Вот только сетует, что за пять лет жизни в Тюмени так и не смог с кем-то из рыбаков по-настоящему сблизиться, чтобы взяли его в свою компанию. Ведь здесь столько прекрасных озер! И с удочкой посидеть, и наброски будущих картин сделать.

– То ли в Тюмени народ богаче живет, – сетует художник, – то ли люди более разобщенные, но кажется, что каждый сам по себе. Вот в Казахстане, там на рыбалку всегда ездили большой компанией, сбрасывались на бензин, и даже зимой в шубах набивались в машину по четыре-пять человек.

В Тюмени преподавал в нефтегазовом университете на отделении дизайна, за эти годы руководство помогло организовать две персональные выставки. Одну в университете, вторую – в доме-музее Колокольниковых.

– Удивительно, – восклицает художник, – но почему-то в Тюмени у населения очень слабый интерес к художественному творчеству.

Действительно, на экспозиции людей приходит очень мало. И если в отношении Маркелова это еще можно оправдать тем, что в городе его мало знают, то и на выставки хорошо известных художников, как правило, кроме журналистов, работников музея, нескольких коллег автора и небольшой группы организованных студентов простых ценителей и любителей живописи приходит очень мало.

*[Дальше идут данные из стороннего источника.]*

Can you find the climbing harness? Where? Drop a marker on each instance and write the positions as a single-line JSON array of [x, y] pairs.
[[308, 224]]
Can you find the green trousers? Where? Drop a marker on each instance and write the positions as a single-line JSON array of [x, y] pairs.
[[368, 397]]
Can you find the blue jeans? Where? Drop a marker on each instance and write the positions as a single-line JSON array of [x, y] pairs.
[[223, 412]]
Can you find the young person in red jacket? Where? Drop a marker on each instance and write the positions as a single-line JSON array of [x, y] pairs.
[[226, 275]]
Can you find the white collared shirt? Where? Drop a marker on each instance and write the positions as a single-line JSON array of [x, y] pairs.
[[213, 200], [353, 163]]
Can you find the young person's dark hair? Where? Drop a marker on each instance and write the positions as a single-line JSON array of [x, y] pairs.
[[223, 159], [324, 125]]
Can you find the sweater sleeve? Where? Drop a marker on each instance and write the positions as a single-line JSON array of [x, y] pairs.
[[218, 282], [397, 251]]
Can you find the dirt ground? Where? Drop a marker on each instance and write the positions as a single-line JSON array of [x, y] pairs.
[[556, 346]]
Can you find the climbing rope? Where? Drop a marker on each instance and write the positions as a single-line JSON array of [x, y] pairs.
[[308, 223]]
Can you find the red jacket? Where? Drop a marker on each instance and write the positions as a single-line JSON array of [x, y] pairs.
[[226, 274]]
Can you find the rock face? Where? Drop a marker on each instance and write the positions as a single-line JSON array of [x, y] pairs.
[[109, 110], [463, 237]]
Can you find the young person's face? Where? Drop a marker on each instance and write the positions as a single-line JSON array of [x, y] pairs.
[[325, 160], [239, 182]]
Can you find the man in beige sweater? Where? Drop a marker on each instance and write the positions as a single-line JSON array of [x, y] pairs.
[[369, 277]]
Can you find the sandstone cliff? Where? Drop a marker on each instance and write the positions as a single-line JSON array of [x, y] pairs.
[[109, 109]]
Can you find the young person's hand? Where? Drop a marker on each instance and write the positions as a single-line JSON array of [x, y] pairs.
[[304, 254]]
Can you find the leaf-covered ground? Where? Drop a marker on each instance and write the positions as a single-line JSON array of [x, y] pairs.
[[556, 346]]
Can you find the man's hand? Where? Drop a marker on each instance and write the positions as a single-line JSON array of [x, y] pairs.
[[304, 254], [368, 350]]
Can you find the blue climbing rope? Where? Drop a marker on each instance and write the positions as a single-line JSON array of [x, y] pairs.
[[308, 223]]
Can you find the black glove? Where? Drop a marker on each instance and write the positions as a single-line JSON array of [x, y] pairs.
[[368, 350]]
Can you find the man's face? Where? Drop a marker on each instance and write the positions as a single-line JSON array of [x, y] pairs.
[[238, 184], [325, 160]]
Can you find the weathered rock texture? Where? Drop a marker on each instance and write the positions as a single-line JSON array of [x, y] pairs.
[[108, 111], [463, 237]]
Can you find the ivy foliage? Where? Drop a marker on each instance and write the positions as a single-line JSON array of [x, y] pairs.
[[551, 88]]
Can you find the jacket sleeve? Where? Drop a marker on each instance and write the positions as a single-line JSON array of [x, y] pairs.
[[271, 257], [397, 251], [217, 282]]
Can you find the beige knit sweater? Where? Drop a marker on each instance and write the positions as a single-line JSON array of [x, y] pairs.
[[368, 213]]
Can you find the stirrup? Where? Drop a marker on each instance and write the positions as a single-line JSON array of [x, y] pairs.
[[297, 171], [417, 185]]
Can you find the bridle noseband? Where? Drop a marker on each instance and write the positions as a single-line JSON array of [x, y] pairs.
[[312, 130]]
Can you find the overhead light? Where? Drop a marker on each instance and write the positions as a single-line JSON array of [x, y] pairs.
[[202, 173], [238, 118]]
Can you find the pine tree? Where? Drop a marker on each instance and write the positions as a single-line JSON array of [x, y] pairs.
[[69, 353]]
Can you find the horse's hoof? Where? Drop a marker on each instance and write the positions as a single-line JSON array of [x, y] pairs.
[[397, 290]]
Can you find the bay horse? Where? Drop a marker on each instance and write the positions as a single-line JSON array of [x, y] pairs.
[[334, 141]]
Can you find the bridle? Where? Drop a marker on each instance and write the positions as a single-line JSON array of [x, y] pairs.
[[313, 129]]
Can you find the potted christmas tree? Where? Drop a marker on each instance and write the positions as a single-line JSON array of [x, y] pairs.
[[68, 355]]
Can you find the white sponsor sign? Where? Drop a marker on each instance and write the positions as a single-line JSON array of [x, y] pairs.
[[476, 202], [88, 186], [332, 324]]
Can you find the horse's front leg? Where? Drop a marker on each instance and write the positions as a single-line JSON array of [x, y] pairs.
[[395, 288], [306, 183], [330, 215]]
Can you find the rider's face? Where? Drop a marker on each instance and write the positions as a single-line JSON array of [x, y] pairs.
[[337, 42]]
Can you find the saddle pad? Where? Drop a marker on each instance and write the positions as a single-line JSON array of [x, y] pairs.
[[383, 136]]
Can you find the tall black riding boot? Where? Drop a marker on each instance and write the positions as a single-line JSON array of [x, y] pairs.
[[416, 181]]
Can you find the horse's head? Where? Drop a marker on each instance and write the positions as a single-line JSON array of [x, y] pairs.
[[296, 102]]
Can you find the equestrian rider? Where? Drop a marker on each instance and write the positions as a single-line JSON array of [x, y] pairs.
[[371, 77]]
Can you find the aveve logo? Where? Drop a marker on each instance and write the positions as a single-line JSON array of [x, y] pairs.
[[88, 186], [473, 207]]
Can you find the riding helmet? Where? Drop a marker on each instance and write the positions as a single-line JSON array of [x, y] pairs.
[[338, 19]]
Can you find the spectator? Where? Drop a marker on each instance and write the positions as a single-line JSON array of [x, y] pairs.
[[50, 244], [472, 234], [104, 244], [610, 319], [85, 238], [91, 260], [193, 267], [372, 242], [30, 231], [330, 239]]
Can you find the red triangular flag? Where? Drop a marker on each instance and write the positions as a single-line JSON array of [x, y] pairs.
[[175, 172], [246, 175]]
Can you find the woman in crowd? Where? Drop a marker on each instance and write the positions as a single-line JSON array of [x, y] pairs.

Может, именно поэтому и у чиновников от культуры отношение к творчеству художников равнодушное? В прошлом году академик Международной академии творчества Виктор Маркелов задумал организовать персональную выставку к своему 60-летию. Не по одному разу обошел все инстанции, но так ничего и не смог добиться, несмотря на многочисленные обещания. Нынешняя экспозиция удалась по чистой случайности – благодаря неравнодушному к искусству предпринимателю, владельцу галереи современного искусства Сергею Молодкину. Не прибыли ради, а исключительно для пропаганды в своем городе настоящей культуры содержит он эту трехэтажную галерею на улице Володарского. Не поэтому ли и называют галерею Тюменской Третьяковкой?

На одной из выставленных в экспозиции картин изображена тройка коней. И есть у художника задумка поставить на улице Ямской возле архитектурно-строительной академии скульптурную композицию «Тройка», которая бы стала памятником истории города, напоминанием о его далеком прошлом, когда славилась Тюмень своими опытными ямщиками. Но пока эта идея не находит поддержки у городских властей.

Так же загубленными остались и два крупных проекта, задуманные еще в Семипалатинске, где отбывали ссылку декабристы. В тех местах была когда-то ставка Чингис-хана. Но со своей прямолинейностью и неумением договариваться об «откатах» так и не смог их реализовать.

– Мне теперь уже много не надо, – говорит художник, – но хотелось бы оставить после себя что-то действительно монументальное, чтобы люди потом вспоминали добрым словом.